Estée Lauder to cut 2,000 jobs and close stores
Estée Lauder is planning to cut up to 2,000 staff and shut stores, after suffering a slump in sales during the pandemic.
The makeup, skincare & fragrance company has reported that net earnings more than halved in the year to June, to $680m, down from $1.79 billion last year.
Although online sales surged, this didn’t fully make up for the temporary closure of retail outlets.
Estée Lauder is now planning to cut its store portfolio, announcing:
In connection with the Post-COVID Business Acceleration Program, at this time the Company estimates a net reduction in the range of approximately 1,500 to 2,000 positions globally, primarily point of sale employees and related support staff in the areas that were the most disrupted, which is about 3% of its current workforce including temporary and part-time employees. This reduction takes into account the elimination of some positions, retraining and redeployment of certain employees, and investment in new positions in key areas like online.
The Company also estimates the closure of between 10-15% of its freestanding stores globally, as well as certain less productive department store counters that the Company elects to close.
Estee Lauder plans to cut up to 2,000 jobs worldwide and boost its digital operations after coronavirus lockdowns hit demand https://t.co/mCQEI3cGnQ
— Bloomberg (@business) August 20, 2020
European Central Bank policymakers are concerned that the stock market rally this summer may have got ahead of itself.
In the minutes of last month’s meeting, just released, the ECB cites the “strong recovery in global stock markets” but cautioned:
Optimism in financial markets had, however, gone hand in hand with surging coronavirus (COVID-19) cases in the United States and many emerging market economies, raising fears of a broader relapse in containing the spread of the virus.
This divergence between the evolution of the pandemic and developments in financial markets, together with high uncertainty about the ultimate shape and pace of the economic recovery and the resurgence of global trade tensions, raised questions regarding the robustness and resilience of current investor sentiment.

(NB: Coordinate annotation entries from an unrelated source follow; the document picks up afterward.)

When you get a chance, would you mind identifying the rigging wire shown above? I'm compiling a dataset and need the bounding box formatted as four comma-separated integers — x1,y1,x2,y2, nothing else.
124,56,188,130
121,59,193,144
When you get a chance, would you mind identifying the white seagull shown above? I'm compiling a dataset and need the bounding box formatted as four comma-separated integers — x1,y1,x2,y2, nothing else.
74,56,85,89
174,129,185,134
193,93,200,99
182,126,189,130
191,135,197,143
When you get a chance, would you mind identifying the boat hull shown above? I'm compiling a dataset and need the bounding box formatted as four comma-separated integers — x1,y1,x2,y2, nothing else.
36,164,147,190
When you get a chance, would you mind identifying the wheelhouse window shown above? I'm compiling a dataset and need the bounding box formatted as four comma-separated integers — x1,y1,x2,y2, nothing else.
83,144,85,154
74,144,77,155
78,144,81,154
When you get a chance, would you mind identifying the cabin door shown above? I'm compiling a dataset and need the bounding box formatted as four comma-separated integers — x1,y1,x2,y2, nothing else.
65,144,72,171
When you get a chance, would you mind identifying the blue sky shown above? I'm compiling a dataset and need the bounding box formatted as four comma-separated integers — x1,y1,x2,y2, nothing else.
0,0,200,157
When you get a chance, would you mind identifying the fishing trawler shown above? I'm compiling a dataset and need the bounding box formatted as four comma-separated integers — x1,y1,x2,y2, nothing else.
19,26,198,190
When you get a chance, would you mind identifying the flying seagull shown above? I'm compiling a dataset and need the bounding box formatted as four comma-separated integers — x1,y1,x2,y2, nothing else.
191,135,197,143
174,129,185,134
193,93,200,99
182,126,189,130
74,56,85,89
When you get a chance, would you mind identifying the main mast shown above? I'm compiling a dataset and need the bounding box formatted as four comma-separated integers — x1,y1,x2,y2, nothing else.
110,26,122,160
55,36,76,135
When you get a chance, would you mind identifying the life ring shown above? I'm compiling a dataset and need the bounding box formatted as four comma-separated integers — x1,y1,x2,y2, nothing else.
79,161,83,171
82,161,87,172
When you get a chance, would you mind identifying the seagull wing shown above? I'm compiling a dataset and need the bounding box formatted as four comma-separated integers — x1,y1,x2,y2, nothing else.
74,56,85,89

The ECB also warned that “any premature tightening of financial conditions could put the ongoing recovery at risk”, adding that it has “the tools and policy space to take further action if needed”.

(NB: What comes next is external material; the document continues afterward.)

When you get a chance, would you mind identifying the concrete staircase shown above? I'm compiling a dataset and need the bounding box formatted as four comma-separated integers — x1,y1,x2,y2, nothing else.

ECB minutes point to a "premature tightening of financial conditions" that could thwart recovery. Step 1 in jawboning $EUR lower. Another 3-5% appreciation could see more aggressive actions like increasing pace of PEPP purchases or even rate cut threats. Is a theme across G10 2/ pic.twitter.com/dJ4Sflar8i
— Viraj Patel (@VPatelFX) August 20, 2020
Lunchtime summary
A quick recap.
Stock markets have fallen in Asia and Europe after America’s central bank warned about the economic damage of the pandemic, and global cases kept rising.
After a choppy morning, the FTSE 100 index is currently down 72 points or 1.2% at 6039, on track for its lowest close in almost two weeks.
The Europe-wide Stoxx 600 index is down 0.75%, with mining stocks, banks, and consumer goods and services providers leading the fallers.
The selloff came after Asia-Pacific markets suffered their worst day this month, with South Korea losing almost 4% amid fears over a jump in Covid-19 cases.
Investors were disappointed that the US Federal Reserve reported last night that its staff are less optimistic about the pace of the recovery, and the prospects for employment gains.
The Fed is also concerned that the economic outlook remains very uncertain. But, policymakers seem reluctant to consider new unorthodox measures such as targeting the yield curve on US government bonds.
China’s Alibaba has become the latest tech giant to post a surge in revenues and profits during the pandemic.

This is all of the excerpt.